The European Union's naval mission to combat human trafficking off the Libyan coast is failing and has only succeeded in forcing smugglers to change their tactics, a British parliamentary report said yesterday.
Operation Sophia "does not in any meaningful way deter the flow of migrants, disrupt the smugglers' networks or impede the business of people smuggling on the central Mediterranean route," it said. The report by the House of Lords' Sub-Committee on EU External Affairs noted that arrests so far have been of "low-level targets," and the destruction of vessels has caused smugglers to shift from using wooden boats to rubber dinghies, which are even more unsafe. The committee said there was "little prospect of Operation Sophia overturning the business model of people smuggling."
Committee Chairman Lord Tugendhat said the mission to patrol an area six times larger than Italy "was always going to present an enormous challenge." "Our report stresses that the operation is succeeding in carrying out its separate search and rescue obligations, which is to be commended," he said. "However, a naval mission cannot disrupt the business model of people smuggling, and in this sense it is failing. The smuggling networks operate from Libya, and they extend through Africa.

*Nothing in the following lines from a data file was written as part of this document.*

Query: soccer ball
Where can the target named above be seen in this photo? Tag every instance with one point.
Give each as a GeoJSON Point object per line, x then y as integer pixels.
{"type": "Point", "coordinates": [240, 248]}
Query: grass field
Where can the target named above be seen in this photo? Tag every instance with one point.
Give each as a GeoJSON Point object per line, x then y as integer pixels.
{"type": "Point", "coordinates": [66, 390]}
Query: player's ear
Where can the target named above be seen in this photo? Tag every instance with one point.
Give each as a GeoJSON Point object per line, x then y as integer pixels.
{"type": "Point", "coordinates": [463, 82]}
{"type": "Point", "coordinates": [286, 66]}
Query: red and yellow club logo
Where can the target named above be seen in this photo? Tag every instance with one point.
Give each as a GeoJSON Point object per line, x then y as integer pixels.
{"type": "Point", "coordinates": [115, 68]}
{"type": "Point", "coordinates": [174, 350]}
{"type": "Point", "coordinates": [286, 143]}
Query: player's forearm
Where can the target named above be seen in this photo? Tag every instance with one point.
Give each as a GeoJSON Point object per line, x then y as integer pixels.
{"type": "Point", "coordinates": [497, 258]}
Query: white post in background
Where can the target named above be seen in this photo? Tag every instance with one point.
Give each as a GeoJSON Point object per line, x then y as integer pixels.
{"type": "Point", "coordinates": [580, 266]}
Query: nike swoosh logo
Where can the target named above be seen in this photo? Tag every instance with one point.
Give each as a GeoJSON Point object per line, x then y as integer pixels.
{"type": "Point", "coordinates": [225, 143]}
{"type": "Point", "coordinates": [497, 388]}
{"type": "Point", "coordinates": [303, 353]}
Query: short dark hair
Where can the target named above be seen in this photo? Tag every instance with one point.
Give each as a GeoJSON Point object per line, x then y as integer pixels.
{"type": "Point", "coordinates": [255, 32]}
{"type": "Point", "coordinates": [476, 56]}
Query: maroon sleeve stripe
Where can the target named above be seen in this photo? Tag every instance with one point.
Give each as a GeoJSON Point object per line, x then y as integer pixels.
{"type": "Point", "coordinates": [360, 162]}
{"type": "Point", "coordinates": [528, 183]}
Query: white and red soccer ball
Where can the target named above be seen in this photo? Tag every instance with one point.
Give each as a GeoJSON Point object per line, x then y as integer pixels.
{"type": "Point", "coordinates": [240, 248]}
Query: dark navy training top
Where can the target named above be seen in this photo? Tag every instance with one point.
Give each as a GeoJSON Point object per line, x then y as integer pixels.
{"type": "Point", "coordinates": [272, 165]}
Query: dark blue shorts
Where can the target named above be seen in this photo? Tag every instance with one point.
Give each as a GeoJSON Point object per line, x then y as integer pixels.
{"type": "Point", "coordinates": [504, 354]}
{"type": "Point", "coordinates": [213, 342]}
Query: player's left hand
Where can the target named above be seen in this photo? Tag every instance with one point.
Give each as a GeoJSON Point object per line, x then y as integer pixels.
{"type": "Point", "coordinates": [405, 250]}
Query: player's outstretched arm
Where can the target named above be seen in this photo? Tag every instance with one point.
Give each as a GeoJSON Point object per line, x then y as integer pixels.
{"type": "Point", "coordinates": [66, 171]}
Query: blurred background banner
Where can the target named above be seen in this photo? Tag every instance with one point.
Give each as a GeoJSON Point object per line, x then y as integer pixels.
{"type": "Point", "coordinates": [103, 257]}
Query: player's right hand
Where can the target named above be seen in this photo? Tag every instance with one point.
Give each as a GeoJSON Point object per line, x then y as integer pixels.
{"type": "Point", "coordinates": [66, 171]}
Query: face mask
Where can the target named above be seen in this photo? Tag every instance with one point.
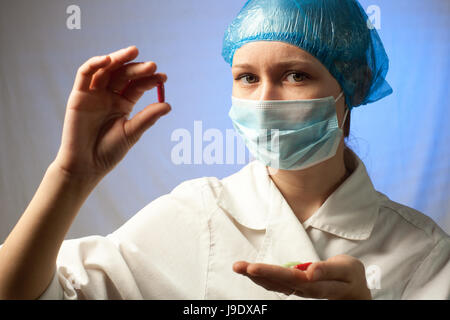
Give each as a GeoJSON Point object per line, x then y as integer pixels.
{"type": "Point", "coordinates": [288, 134]}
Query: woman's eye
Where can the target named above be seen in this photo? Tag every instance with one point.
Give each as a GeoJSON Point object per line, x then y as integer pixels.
{"type": "Point", "coordinates": [248, 78]}
{"type": "Point", "coordinates": [298, 77]}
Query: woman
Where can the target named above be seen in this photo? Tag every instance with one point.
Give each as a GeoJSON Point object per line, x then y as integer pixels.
{"type": "Point", "coordinates": [298, 68]}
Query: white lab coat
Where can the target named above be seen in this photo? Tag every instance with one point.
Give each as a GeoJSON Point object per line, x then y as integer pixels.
{"type": "Point", "coordinates": [183, 245]}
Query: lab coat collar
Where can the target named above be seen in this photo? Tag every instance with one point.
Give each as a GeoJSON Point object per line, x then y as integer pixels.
{"type": "Point", "coordinates": [349, 212]}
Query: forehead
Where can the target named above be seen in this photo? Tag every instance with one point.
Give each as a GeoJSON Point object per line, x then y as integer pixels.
{"type": "Point", "coordinates": [272, 53]}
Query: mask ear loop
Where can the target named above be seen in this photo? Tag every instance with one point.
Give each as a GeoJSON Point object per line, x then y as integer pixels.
{"type": "Point", "coordinates": [346, 109]}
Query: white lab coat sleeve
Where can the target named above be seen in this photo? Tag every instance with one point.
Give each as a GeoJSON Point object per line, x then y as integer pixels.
{"type": "Point", "coordinates": [160, 253]}
{"type": "Point", "coordinates": [431, 280]}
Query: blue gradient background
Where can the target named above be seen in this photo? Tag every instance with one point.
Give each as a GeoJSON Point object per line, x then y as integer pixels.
{"type": "Point", "coordinates": [403, 139]}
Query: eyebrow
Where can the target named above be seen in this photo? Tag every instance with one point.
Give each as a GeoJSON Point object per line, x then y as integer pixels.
{"type": "Point", "coordinates": [285, 64]}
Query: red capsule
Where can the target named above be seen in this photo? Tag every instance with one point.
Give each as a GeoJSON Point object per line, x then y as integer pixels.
{"type": "Point", "coordinates": [161, 97]}
{"type": "Point", "coordinates": [302, 266]}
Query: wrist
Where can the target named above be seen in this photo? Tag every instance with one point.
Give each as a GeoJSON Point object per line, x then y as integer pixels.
{"type": "Point", "coordinates": [77, 181]}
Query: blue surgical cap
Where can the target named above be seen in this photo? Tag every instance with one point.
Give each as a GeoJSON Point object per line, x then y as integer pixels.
{"type": "Point", "coordinates": [336, 32]}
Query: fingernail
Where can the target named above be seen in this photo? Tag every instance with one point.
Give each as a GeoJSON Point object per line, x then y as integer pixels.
{"type": "Point", "coordinates": [318, 273]}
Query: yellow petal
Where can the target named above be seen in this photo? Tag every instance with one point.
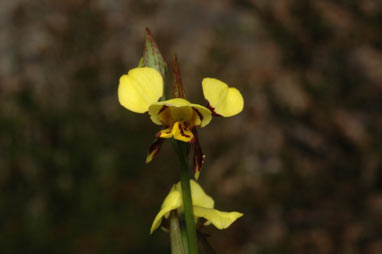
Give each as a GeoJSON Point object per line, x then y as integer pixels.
{"type": "Point", "coordinates": [172, 201]}
{"type": "Point", "coordinates": [179, 110]}
{"type": "Point", "coordinates": [226, 101]}
{"type": "Point", "coordinates": [140, 88]}
{"type": "Point", "coordinates": [219, 219]}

Without support from a stable Libyan government, the operation is unable to gather the intelligence it needs or tackle the smugglers onshore." In Brussels, EU sources said member state officials had agreed to extend operation Sophia for another year from June and that it should take on additional tasks, including helping train the Libyan coastguard and navy. To do that, however, would require a request from Libyan authorities, they said. The EU naval operation is currently limited to international waters, but the original plan was for it to extend into Libyan territorial waters to tackle people smugglers at source, by force if necessary. This however was also conditional on a formal request from an accepted Libyan central government.